Dwight D. Eisenhower photo

Veto of Bill for the Relief of Mrs. Ann Elizabeth Caulk.

June 07, 1954

To the House of Representatives:

I am returning herewith without my approval H.R. 4532, 83d Congress, "An Act For the relief of Mrs. Ann Elizabeth Caulk."

The bill would authorize and direct the Secretary of the Treasury to pay to Mrs. Ann Elizabeth Caulk the sum of $1,682.80 in full settlement of all her claims against the United States for non-service-connected death pension she would have received if the claim she filed on March 29, 1948, had been considered as having been filed on April 1, 1944.

David H. Caulk, a veteran of honorable service in the Spanish-American War, married the claimant on November 7, 1931, and died of a non-service-connected cause twelve days later. Mrs. Caulk's claim for death pension filed December 31, 1931, was denied for the reason that she had not married the veteran prior to the then applicable marriage delimiting date, September 1, 1922. Effective April 1, 1944, the delimiting date was extended by law to January 1, 1938, rendering Mrs. Caulk potentially eligible for death pension benefits to which she was previously not entitled. However, she did not file a new claim for death pension until March 29, 1948, and under the law pension benefits were paid prospectively from that date.

It appears that favorable action by the Committees which considered H.R. 4532 was based on the theory that the delay in filing claim was due to ignorance of the law on the part of Mrs. Caulk. This reason applied with equal force to many other claimants.
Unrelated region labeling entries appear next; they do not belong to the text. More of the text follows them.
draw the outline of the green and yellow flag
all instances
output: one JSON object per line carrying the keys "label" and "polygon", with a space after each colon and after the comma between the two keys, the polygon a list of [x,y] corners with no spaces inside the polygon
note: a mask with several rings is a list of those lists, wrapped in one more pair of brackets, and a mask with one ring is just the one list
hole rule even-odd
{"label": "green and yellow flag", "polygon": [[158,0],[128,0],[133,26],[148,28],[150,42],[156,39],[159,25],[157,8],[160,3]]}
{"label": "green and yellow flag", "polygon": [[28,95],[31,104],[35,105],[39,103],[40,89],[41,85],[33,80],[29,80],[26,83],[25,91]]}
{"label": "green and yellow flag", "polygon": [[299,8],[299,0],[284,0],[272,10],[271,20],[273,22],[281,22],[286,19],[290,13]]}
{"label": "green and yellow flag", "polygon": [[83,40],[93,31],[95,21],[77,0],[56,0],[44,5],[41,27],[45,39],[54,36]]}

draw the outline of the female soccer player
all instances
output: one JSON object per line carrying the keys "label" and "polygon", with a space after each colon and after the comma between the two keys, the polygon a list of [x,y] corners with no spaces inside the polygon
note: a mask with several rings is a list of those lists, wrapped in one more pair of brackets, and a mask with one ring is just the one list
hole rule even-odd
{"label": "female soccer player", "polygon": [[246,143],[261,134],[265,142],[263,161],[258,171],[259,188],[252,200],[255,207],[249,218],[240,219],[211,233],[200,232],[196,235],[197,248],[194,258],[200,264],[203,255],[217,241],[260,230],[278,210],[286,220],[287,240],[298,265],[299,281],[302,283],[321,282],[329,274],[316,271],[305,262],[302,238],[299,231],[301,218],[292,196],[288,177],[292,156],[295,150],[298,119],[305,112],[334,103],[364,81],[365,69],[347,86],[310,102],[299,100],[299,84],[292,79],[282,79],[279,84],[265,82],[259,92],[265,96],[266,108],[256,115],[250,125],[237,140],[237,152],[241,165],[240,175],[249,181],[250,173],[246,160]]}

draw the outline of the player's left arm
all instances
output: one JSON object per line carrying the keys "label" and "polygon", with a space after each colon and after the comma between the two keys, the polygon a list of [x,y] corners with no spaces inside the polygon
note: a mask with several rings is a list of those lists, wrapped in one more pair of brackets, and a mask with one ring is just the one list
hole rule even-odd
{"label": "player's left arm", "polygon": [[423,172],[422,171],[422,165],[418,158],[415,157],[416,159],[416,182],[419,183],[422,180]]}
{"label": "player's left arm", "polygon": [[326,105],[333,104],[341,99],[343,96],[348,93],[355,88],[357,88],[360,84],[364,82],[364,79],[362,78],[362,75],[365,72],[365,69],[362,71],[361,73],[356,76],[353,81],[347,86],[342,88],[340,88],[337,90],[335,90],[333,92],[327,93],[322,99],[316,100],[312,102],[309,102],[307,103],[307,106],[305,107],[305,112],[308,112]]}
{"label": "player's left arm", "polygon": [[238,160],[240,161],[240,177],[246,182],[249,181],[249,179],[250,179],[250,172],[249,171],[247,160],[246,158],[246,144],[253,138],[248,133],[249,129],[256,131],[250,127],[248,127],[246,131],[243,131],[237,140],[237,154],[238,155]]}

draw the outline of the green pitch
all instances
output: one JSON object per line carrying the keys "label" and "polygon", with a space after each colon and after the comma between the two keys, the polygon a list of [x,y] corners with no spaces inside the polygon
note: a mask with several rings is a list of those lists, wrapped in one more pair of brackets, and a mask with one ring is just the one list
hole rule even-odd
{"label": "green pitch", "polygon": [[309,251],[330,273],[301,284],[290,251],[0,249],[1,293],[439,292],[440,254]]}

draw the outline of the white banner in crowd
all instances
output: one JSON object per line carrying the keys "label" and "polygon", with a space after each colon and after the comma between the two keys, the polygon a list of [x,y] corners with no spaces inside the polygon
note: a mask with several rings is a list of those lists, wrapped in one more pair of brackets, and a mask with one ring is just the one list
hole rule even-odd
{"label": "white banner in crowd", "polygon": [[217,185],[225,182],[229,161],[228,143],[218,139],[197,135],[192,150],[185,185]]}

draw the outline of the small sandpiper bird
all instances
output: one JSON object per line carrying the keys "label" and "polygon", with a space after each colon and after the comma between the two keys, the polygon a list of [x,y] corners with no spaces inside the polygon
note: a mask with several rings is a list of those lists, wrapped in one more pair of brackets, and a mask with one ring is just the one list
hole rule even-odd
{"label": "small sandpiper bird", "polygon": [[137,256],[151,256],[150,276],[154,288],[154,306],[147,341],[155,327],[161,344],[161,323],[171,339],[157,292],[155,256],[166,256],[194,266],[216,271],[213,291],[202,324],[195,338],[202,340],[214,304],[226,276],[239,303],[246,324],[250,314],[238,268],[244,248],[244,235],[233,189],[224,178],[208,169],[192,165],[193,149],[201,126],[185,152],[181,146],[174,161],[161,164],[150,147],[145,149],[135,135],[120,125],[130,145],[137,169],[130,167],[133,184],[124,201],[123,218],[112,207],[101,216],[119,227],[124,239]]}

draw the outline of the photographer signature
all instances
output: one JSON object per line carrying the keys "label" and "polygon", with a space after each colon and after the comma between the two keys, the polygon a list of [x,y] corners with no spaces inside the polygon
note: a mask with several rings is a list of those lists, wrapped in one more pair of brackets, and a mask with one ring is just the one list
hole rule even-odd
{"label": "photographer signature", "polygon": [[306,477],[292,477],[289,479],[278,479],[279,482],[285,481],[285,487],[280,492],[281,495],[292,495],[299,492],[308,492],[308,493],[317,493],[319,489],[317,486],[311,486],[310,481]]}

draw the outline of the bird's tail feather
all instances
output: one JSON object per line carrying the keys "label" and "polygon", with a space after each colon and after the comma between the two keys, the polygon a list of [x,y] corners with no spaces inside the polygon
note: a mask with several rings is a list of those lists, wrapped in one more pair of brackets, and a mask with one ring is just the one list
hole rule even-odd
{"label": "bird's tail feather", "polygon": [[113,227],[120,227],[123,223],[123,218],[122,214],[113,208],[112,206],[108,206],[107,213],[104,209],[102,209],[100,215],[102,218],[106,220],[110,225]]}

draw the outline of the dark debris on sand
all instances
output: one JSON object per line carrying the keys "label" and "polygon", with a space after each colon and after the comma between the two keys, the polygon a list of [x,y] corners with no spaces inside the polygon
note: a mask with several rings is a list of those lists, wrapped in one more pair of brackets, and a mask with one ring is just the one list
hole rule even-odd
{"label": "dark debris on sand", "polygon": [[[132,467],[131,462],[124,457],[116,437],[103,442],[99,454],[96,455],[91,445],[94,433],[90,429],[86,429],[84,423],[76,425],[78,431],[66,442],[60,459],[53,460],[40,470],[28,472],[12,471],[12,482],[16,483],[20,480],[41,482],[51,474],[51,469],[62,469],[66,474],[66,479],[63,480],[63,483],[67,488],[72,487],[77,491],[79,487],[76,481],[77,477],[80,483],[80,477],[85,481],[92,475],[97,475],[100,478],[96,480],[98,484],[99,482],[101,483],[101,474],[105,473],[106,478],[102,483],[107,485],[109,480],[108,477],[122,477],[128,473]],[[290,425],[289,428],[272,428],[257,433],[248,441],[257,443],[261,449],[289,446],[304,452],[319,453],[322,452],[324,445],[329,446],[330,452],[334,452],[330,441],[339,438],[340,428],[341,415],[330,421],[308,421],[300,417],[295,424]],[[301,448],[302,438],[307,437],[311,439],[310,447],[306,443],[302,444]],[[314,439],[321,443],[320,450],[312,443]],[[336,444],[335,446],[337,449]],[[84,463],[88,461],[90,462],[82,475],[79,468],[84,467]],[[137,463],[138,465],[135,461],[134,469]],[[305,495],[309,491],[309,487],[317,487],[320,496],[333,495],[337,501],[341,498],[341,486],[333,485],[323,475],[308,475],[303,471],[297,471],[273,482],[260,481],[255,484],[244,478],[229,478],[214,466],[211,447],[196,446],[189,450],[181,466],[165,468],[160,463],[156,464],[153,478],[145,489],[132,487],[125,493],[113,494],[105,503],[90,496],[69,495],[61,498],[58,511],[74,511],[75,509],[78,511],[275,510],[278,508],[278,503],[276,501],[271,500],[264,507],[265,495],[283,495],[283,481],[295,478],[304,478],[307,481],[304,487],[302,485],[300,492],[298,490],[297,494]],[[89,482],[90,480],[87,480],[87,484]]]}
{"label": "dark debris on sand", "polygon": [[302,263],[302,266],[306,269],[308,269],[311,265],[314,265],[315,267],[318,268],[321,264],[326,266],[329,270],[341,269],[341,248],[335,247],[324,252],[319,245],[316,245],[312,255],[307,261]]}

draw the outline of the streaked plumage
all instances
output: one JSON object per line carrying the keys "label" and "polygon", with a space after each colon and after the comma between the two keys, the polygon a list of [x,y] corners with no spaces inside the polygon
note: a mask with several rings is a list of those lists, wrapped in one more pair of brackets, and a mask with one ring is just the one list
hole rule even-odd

Her case certainly arouses one's sympathy, but to prefer it for special treatment to the exclusion of other similar cases would be unwarranted and discriminatory. Further, approval of the bill might serve as a precedent for similar legislation in other cases.

I am opposed to setting aside the principles and rules of administration prescribed in the public laws governing veterans' benefit programs. Uniformity and equality of treatment to all who are similarly situated must be the steadfast rule if the Federal programs for veterans and their dependents are to be operated successfully. Approval of H.R. 4532 would not be in keeping with these principles.